The findings, published in Nature Geoscience, suggest that core-mantle interactions billions of years ago prevented the Earth’s mantle from forming distinct chemical layers as it cooled, a process that may have ultimately influenced the planet’s ability to support life.
Enigmatic structures signal deep-Earth secrets
The two primary structures under scrutiny are the continent-sized LLSVPs and the thin, molten patches known as ULVZs. One LLSVP sits beneath Africa and the other under the Pacific Ocean. Both are regions of unusually dense, hot rock that dramatically slow seismic waves, signaling an atypical composition.
“These are not random oddities,” said Miyazaki, an assistant professor at Rutgers. “They are fingerprints of Earth’s earliest history. If we can understand why they exist, we can understand how our planet formed and why it became habitable.”
The conventional understanding of early Earth, which was once covered by a global ocean of magma, predicted that the mantle would cool and separate into distinct, strong chemical layers. Yet, seismic studies reveal irregular piles of the LLSVPs and ULVZs at the planet’s base, contradicting the expected layered structure.
The missing piece of data: Earth’s mantle and core
Miyazaki and his collaborators concluded that the key missing piece of the puzzle is the core itself. Their geodynamic model suggests that over billions of years, elements like silicon and magnesium, which typically reside in the core, leaked into the overlying molten mantle, mixing with it and preventing strong chemical layering from occurring.
The researchers propose that the LLSVPs and ULVZs are, in fact, the solidified remnants of a contaminated “basal magma ocean,” infused with material from the core.
“If we start from the magma ocean and do the calculations, we don’t get what we see in Earth’s mantle today,” Miyazaki explained. “What we proposed was that it might be coming from material leaking out from the core.
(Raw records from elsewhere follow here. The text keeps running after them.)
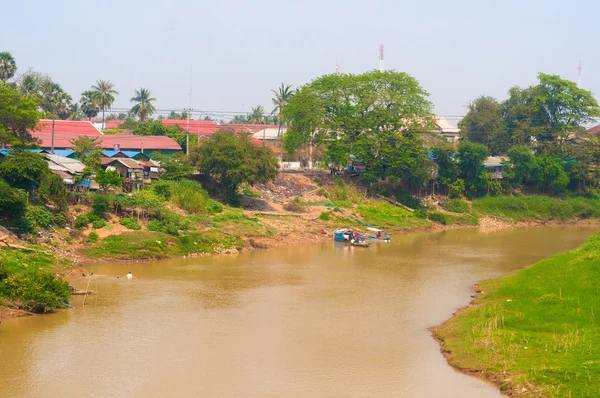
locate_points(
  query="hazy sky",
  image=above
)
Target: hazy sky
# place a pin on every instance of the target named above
(240, 50)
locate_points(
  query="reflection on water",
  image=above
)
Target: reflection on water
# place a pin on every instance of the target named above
(318, 320)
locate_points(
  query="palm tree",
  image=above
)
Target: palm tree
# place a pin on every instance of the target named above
(104, 93)
(280, 100)
(257, 115)
(89, 104)
(143, 107)
(8, 66)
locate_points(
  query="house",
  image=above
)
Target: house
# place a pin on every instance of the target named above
(66, 127)
(117, 142)
(446, 130)
(198, 127)
(494, 166)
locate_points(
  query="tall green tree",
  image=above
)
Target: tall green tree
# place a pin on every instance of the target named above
(88, 150)
(104, 92)
(257, 115)
(374, 109)
(232, 159)
(8, 66)
(566, 108)
(280, 99)
(54, 101)
(89, 104)
(471, 156)
(18, 116)
(483, 124)
(143, 107)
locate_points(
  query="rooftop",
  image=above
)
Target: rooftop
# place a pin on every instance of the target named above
(67, 127)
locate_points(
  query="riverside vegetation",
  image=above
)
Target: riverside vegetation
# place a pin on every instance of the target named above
(534, 332)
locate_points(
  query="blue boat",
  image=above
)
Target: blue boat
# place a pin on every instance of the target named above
(379, 235)
(346, 235)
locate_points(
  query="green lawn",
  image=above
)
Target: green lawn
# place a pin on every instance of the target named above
(538, 207)
(536, 329)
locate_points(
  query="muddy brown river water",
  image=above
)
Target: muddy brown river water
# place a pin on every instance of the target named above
(321, 320)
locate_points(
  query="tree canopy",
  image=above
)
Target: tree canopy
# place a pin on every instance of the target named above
(18, 116)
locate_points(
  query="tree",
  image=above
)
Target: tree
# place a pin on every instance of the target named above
(258, 115)
(448, 165)
(89, 104)
(566, 109)
(104, 93)
(18, 116)
(231, 160)
(107, 179)
(24, 169)
(143, 107)
(12, 201)
(471, 156)
(53, 100)
(8, 66)
(483, 124)
(377, 109)
(280, 99)
(88, 150)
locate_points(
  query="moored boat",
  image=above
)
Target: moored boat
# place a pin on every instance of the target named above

If you add the core component, it could explain what we see right now.”
Linking deep-Earth chemistry to habitability
The implications of this core-mantle interaction extend far beyond deep-Earth chemistry, potentially linking the planet’s internal evolution to its surface conditions. The core’s influence on the mantle may have dictated the process by which Earth cooled, the nature of its volcanic activity, and the development of its atmosphere.
This mechanism offers a potential explanation for the critical differences between Earth and its planetary neighbors:
- Earth has oceans, life, and a stable atmosphere.
- Venus is a scorching greenhouse with an atmosphere 100 times thicker and mostly carbon dioxide.
- Mars is a frozen desert with a very thin atmosphere.
“What happens inside a planet, that is, how it cools, how its layers evolve, could be a big part of the answer,” Miyazaki stated.
This new view reconceives the LLSVPs and ULVZs as vital clues to Earth’s unique formative processes, suggesting they may even feed modern volcanic hotspots like Hawaii and Iceland, connecting the planet’s deepest interior to its surface. As co-author Jie Deng of Princeton University noted, “The idea that the deep mantle could still carry the chemical memory of early core–mantle interactions opens up new ways to understand Earth’s unique evolution.”